Late that evening I sprawled on the bed reading, bored and restless after a day spent locked in my room. A strange realization crept over me. How quiet it was—no yelling, no doors slamming, no rattle of key chains. Where was Antonia? Putting my book down I tiptoed to the door and noiselessly turned the knob—it opened easily. I peeked outside. No one. I had heard Antonia lock the protesting Mr. Hill inside his tiny room hours ago. I was also supposed to be locked in. Somehow, amazingly, Antonia had slipped up on this particular night. I thought about it. Had she been called away unexpectedly and forgotten to grab her big key ring? Or was Antonia so sure that I would have neither the time nor the nerve to try something. I stepped over the threshold. In the dim hall lights, the gigantic metal pot gleamed mysteriously. I listened hard. Reassuring soft bursts of snoring from Mr. Hill’s room broke the silence within the flat. From the bottom of the stairs and from outside came voices. Antonia seemed to be conferring intently with the neighbor below.
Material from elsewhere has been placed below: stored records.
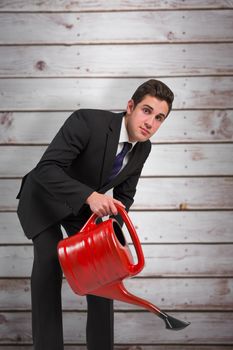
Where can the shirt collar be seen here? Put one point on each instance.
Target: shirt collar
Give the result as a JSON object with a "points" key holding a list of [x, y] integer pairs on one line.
{"points": [[124, 137]]}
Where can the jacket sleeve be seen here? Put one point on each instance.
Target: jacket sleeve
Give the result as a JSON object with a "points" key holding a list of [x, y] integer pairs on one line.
{"points": [[51, 173]]}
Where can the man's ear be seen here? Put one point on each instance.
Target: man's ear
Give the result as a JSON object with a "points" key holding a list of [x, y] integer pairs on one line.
{"points": [[130, 106]]}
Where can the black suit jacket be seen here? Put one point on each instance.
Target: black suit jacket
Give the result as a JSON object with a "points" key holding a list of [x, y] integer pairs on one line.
{"points": [[77, 162]]}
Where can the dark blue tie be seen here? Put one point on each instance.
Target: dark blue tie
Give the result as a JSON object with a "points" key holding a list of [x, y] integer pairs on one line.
{"points": [[118, 162]]}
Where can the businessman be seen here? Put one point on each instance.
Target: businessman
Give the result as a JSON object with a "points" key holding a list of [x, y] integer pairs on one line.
{"points": [[93, 152]]}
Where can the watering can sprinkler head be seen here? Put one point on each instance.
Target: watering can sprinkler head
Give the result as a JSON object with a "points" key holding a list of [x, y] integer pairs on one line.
{"points": [[172, 322], [97, 259]]}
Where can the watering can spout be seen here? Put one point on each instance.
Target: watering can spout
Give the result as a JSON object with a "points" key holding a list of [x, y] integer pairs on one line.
{"points": [[117, 291], [97, 259]]}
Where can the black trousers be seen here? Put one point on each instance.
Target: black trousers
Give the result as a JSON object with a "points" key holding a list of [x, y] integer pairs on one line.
{"points": [[46, 283]]}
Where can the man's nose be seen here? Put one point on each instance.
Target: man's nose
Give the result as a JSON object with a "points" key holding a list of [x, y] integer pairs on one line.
{"points": [[149, 123]]}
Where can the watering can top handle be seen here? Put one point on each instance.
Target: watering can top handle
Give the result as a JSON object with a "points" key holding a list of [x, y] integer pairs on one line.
{"points": [[91, 222]]}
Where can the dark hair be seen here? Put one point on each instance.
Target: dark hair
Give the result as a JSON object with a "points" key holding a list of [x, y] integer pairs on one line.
{"points": [[154, 88]]}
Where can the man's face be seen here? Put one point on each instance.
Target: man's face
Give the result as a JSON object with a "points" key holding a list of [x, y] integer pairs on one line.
{"points": [[145, 119]]}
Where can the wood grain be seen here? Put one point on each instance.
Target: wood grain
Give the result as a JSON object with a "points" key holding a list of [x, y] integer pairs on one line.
{"points": [[69, 94], [189, 294], [123, 27], [152, 227], [166, 260], [205, 193], [111, 5], [206, 328], [116, 60], [191, 160], [181, 126]]}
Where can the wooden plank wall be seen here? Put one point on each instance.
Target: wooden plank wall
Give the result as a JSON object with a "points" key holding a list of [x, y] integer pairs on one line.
{"points": [[57, 56]]}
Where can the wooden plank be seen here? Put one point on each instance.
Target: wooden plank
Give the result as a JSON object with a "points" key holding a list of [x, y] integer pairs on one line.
{"points": [[157, 194], [152, 227], [167, 260], [187, 294], [131, 347], [205, 328], [115, 60], [184, 193], [123, 27], [110, 5], [191, 160], [181, 126], [69, 94]]}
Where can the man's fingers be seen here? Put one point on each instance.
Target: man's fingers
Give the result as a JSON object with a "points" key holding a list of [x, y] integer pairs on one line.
{"points": [[118, 202]]}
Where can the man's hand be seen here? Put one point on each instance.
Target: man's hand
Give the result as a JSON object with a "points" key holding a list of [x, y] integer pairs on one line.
{"points": [[103, 205]]}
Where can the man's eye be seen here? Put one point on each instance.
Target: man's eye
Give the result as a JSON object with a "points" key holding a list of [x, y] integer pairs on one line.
{"points": [[159, 118]]}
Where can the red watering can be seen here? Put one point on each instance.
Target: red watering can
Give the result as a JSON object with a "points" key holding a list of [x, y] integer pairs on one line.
{"points": [[98, 258]]}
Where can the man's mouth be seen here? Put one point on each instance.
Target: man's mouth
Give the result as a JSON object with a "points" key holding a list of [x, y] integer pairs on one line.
{"points": [[145, 132]]}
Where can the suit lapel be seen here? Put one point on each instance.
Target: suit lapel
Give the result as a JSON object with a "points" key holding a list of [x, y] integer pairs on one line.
{"points": [[112, 140]]}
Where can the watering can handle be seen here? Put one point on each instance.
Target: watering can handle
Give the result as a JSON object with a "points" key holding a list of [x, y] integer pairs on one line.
{"points": [[91, 223]]}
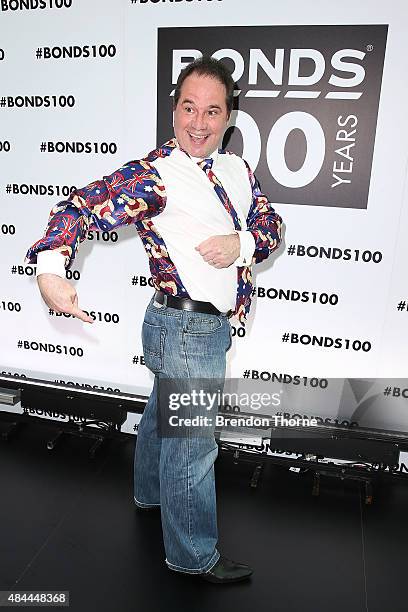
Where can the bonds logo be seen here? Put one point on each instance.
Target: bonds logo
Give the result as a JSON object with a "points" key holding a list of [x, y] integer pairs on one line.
{"points": [[306, 103]]}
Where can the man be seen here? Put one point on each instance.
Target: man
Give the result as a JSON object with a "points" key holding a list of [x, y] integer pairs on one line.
{"points": [[203, 222]]}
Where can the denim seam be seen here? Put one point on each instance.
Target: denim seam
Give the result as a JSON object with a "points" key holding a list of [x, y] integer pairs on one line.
{"points": [[189, 513]]}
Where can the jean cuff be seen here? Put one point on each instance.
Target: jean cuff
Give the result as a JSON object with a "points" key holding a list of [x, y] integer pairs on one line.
{"points": [[207, 567], [143, 505]]}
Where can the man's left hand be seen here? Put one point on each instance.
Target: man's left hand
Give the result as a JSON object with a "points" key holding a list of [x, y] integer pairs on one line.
{"points": [[220, 251]]}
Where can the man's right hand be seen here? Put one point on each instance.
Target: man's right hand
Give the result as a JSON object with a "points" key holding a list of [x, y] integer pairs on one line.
{"points": [[60, 296]]}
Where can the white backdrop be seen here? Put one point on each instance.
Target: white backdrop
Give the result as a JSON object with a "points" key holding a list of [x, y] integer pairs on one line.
{"points": [[114, 101]]}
Suddenly I had to pee, badly. Beneath the unmade mess of a bed where Antonia and I slept sat the stinky pot we both used at night instead of the hall toilet with its vague sexual associations. Time stopped as I stood alone on the other side of the airless room where I spent the major portion of my waking and sleeping hours. I heard the distant murmur of the voices. I inhaled the cool, clean air coming up the stairwell. I took a breath and sprinted across the hall. Sparing but a quick glance down the stairs, I pulled down my underpants and squatted over the nacatamal pot.
Oh, what great physical release and pleasure as the hot pee splashed and rang within the cool, silvery depths of the pot! Followed instantly by shocked awareness of what I’d just done. I yanked up my pants and fled back into my room. Once inside its familiar gloom, I turned the latch and locked myself in.
My heart pounded. There would be hell to pay, but at that moment I did not care. I had tasted freedom. It was terrifying. And delicious!
Evelyn Martinez is a 71 year old retired nurse practitioner who has been writing from the moment a pencil fell into her hand. She lives by the ocean in San Francisco. She loves words, veggie tacos, Antarctica, and pit bulls. For pleasure she swims, studies ballet, and happily takes to the stage as a supernumerary for San Francisco Opera. To quote a wiser person than she, “It’s not over till it’s over.”